Writing is a great way to relieve stress. For college students, the feeling of being overwhelmed is nothing new. In fact, being relaxed might be an unfamiliar sensation. An important skill as a student is finding how to best cope with stress. Some students may already have it figured out—maybe they will take a jog on the treadmill, maybe they will indulge themselves in some chocolate, maybe they will listen to some music. However, for those students who have not found their perfect escape, let me suggest writing.
Whether it is making a list of things that need to be done or journaling about how the day went, the benefits are undeniable. Taking the thoughts that clutter your brain and putting them down onto paper lifts a weight off of your shoulders. Most students have heard the “get involved” speech plenty of times as they transitioned from high school to college and even more importantly, many students have taken said advice. With schedules packed from morning to night, it can be easy to forget smaller tasks as the day progresses. Making a list and checking jobs off is one incredibly simple form of writing that is much more rewarding than it sounds.

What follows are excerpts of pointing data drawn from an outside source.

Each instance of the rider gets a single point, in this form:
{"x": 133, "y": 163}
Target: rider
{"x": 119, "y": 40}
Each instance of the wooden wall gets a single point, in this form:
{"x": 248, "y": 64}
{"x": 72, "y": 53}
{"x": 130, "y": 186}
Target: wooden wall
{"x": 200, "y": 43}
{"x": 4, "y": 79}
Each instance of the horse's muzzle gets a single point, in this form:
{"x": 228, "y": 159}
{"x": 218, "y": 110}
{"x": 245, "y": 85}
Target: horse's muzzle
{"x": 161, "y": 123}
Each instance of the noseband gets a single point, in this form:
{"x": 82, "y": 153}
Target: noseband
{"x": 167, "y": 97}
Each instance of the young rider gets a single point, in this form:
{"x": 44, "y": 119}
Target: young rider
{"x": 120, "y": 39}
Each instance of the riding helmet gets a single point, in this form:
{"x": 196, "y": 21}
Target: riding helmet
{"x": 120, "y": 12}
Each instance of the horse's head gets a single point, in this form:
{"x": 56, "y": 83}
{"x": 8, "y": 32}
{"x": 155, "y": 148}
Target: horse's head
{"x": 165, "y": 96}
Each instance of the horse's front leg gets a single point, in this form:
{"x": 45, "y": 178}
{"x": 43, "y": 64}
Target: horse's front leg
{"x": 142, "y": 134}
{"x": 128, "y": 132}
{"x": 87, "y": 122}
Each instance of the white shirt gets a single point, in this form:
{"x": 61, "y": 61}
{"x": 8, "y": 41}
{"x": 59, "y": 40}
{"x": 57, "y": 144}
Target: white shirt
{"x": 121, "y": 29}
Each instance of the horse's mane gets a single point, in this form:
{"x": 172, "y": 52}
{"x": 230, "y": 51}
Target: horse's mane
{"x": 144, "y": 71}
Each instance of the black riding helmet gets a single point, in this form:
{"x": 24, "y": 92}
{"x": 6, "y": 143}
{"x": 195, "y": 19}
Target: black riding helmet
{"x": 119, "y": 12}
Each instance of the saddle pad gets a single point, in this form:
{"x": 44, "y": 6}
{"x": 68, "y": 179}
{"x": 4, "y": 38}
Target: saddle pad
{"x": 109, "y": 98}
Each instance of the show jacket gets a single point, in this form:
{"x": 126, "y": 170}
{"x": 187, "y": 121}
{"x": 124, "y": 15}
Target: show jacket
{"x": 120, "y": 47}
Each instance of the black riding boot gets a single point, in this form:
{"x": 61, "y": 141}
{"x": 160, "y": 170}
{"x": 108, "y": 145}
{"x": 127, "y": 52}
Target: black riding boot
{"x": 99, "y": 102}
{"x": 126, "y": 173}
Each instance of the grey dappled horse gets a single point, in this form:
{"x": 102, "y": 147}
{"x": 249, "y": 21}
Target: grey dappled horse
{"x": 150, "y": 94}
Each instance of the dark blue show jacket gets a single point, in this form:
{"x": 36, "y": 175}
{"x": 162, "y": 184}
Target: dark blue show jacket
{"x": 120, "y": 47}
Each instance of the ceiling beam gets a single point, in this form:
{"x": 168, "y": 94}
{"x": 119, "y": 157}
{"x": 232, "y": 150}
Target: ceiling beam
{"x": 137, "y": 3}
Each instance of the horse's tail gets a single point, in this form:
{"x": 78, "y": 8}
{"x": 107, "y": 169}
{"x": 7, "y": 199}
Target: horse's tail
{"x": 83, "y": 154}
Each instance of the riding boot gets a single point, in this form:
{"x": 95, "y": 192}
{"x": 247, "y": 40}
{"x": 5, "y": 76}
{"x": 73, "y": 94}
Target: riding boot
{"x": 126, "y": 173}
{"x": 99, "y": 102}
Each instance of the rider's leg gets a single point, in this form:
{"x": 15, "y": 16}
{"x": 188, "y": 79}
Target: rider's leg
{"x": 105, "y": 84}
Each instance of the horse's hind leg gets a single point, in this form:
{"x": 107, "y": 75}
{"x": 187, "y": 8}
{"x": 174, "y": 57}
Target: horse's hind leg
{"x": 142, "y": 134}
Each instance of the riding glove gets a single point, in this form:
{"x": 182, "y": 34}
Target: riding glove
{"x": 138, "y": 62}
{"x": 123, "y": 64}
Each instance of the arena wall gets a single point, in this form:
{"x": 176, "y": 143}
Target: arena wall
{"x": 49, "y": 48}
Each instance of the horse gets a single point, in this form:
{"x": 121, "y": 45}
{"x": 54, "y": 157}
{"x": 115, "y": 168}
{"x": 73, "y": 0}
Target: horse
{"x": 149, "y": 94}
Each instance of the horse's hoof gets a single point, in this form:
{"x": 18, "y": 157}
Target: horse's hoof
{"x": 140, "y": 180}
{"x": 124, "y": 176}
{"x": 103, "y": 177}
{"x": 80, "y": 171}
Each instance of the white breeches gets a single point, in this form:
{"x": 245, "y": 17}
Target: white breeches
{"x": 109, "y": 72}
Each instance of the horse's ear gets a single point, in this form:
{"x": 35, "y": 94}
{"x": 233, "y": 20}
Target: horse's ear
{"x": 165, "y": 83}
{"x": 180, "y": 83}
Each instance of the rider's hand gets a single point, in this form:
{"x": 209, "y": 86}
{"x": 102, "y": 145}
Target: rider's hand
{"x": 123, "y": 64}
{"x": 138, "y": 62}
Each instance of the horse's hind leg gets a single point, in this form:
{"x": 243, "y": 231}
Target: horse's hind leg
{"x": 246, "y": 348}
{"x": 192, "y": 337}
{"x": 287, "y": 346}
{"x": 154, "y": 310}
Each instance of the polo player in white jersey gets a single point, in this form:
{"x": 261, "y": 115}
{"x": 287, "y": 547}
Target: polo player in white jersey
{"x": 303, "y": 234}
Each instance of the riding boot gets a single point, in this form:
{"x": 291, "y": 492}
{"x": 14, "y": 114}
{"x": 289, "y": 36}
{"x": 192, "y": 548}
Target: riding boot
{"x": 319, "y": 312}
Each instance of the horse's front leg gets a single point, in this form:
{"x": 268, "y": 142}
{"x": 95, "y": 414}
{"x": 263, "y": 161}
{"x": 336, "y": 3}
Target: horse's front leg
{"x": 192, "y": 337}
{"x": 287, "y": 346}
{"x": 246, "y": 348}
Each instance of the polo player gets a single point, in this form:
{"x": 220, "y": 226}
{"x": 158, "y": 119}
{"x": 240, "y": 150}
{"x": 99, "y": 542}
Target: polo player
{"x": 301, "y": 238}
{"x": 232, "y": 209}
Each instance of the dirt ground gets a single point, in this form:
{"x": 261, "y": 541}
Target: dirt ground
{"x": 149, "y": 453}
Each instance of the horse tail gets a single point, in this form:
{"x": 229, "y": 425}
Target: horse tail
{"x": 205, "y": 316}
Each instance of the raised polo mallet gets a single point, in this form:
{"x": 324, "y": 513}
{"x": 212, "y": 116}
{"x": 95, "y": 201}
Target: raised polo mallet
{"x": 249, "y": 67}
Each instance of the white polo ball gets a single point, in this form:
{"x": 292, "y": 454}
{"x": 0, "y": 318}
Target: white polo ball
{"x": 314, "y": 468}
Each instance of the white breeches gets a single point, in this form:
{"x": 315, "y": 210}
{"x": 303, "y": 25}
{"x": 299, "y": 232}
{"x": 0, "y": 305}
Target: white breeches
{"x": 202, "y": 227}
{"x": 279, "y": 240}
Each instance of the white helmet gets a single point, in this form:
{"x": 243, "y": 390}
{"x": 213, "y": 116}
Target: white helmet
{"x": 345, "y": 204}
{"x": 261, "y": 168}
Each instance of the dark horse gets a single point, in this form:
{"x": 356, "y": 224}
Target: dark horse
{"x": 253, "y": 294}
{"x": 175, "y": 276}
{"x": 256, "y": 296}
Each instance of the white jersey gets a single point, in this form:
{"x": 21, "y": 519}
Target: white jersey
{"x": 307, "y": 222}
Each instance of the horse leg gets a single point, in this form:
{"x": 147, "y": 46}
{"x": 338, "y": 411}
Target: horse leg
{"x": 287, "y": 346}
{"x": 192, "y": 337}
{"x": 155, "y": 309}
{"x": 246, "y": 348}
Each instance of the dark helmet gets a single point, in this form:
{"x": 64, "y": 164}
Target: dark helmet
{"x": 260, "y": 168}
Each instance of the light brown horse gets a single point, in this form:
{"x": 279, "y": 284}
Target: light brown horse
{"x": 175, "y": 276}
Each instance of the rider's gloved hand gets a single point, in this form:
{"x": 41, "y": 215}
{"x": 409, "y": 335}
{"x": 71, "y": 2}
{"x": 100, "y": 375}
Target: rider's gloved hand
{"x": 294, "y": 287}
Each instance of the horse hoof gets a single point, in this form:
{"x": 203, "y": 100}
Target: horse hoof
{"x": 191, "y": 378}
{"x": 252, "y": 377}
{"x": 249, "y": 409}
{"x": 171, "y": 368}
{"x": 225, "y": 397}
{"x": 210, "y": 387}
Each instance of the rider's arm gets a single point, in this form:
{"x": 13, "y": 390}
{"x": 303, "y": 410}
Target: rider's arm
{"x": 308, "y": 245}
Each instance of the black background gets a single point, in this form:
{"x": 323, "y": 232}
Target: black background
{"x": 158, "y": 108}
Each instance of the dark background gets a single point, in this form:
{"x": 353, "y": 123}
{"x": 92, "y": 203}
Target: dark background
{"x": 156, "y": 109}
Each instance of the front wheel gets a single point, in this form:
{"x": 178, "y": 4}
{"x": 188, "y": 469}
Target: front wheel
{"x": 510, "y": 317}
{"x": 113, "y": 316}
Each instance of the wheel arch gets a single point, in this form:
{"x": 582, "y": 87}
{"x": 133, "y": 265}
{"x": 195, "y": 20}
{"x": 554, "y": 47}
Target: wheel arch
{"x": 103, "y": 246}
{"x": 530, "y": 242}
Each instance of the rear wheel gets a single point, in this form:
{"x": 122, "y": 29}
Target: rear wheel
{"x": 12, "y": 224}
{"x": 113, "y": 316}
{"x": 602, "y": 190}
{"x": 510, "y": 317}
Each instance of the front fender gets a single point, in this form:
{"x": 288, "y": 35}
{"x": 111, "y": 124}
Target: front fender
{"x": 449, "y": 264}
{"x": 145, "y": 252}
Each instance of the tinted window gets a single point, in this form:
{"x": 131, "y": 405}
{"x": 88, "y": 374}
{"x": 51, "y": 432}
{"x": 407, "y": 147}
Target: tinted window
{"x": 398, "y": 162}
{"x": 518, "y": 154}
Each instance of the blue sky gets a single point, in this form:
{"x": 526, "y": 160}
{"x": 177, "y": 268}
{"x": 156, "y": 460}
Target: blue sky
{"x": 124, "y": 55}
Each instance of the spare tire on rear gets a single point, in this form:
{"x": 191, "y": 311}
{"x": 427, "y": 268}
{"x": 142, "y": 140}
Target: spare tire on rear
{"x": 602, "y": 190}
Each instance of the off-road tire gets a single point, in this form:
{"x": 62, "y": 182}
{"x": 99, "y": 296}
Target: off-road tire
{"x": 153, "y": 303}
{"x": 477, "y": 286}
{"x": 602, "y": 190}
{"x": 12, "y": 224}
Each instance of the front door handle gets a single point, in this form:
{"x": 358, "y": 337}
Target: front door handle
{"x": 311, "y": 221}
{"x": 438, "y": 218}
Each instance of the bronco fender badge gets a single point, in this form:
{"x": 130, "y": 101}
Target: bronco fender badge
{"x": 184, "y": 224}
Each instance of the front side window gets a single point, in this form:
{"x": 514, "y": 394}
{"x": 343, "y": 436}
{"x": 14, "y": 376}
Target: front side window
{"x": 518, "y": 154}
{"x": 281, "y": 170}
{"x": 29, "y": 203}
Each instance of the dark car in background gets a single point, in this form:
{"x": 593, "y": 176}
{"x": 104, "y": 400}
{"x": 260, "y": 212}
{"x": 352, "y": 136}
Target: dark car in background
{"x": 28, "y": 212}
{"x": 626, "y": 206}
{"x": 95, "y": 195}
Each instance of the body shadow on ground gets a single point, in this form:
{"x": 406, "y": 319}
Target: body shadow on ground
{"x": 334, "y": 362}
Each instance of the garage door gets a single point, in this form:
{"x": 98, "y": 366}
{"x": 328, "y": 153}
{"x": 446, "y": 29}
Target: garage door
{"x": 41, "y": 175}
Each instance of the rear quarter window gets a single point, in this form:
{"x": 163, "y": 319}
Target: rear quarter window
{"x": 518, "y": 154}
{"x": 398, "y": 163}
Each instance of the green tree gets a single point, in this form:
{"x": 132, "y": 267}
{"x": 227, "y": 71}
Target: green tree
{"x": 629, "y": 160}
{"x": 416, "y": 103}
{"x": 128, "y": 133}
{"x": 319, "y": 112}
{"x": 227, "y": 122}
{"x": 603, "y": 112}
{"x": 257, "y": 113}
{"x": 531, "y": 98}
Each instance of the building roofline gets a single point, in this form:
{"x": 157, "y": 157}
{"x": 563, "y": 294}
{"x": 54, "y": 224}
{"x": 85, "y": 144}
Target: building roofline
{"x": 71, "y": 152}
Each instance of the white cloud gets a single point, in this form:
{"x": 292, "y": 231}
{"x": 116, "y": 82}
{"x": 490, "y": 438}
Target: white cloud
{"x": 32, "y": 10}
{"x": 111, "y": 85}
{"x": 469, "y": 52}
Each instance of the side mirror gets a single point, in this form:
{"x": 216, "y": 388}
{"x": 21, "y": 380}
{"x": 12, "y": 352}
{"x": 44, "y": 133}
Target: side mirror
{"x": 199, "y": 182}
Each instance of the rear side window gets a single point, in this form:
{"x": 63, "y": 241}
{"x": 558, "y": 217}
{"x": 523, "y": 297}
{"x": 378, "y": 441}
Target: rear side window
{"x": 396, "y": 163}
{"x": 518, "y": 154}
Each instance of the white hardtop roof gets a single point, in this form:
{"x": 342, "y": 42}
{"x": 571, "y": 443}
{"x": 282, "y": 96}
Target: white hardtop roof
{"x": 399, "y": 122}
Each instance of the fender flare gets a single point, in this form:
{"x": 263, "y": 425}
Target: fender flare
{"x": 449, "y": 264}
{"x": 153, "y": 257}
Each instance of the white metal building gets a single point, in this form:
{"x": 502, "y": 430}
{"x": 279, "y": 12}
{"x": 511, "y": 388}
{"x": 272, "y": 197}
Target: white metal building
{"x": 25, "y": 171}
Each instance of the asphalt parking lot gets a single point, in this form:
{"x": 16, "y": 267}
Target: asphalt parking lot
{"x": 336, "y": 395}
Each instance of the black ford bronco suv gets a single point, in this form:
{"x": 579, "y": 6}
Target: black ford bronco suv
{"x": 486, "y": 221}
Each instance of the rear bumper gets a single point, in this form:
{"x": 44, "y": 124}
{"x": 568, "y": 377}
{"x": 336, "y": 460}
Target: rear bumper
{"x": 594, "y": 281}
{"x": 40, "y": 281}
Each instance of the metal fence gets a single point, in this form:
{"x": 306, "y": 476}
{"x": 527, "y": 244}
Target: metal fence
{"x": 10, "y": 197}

Also, a personal journal is as judgment-free as stress relief can be. If there is a social situation that plagues your mind, write it down. Recording thoughts on paper not only helps to put certain stress-inducing scenarios in perspective, it may even spark a creative fire within. Weaving stories and poems together, using inspiration from events that happen in life, allows your mind a priceless outlet. Even more interesting is that researchers from the University of Auckland in New Zealand have found that expressive writing can help physical wounds heal quicker.
And of course, as college students, few things are treasured more than sleep. This ever-elusive necessity can make or break a new day, so why not get the best out of what few hours are spent sleeping? Studies conducted from numerous psychologists have proven that logging in a “gratitude journal” for 15 minutes prior to sleeping will result in a more restful night. While it may sound cheesy, falling asleep thinking about the great things in life makes for a happier sleep.
If the thought of giving up 15 minutes daily is unimaginable, another study conducted by Robert A. Emmons (University of California, Davis) and Michel E. McCullough (University of Miami) shows that recording just one statement of gratitude once a week can have long term effects—a more optimistic and happier mindset.
When you write for yourself, there are no expectations and no rules—and let’s be honest, isn’t that the freedom that most college students are searching for?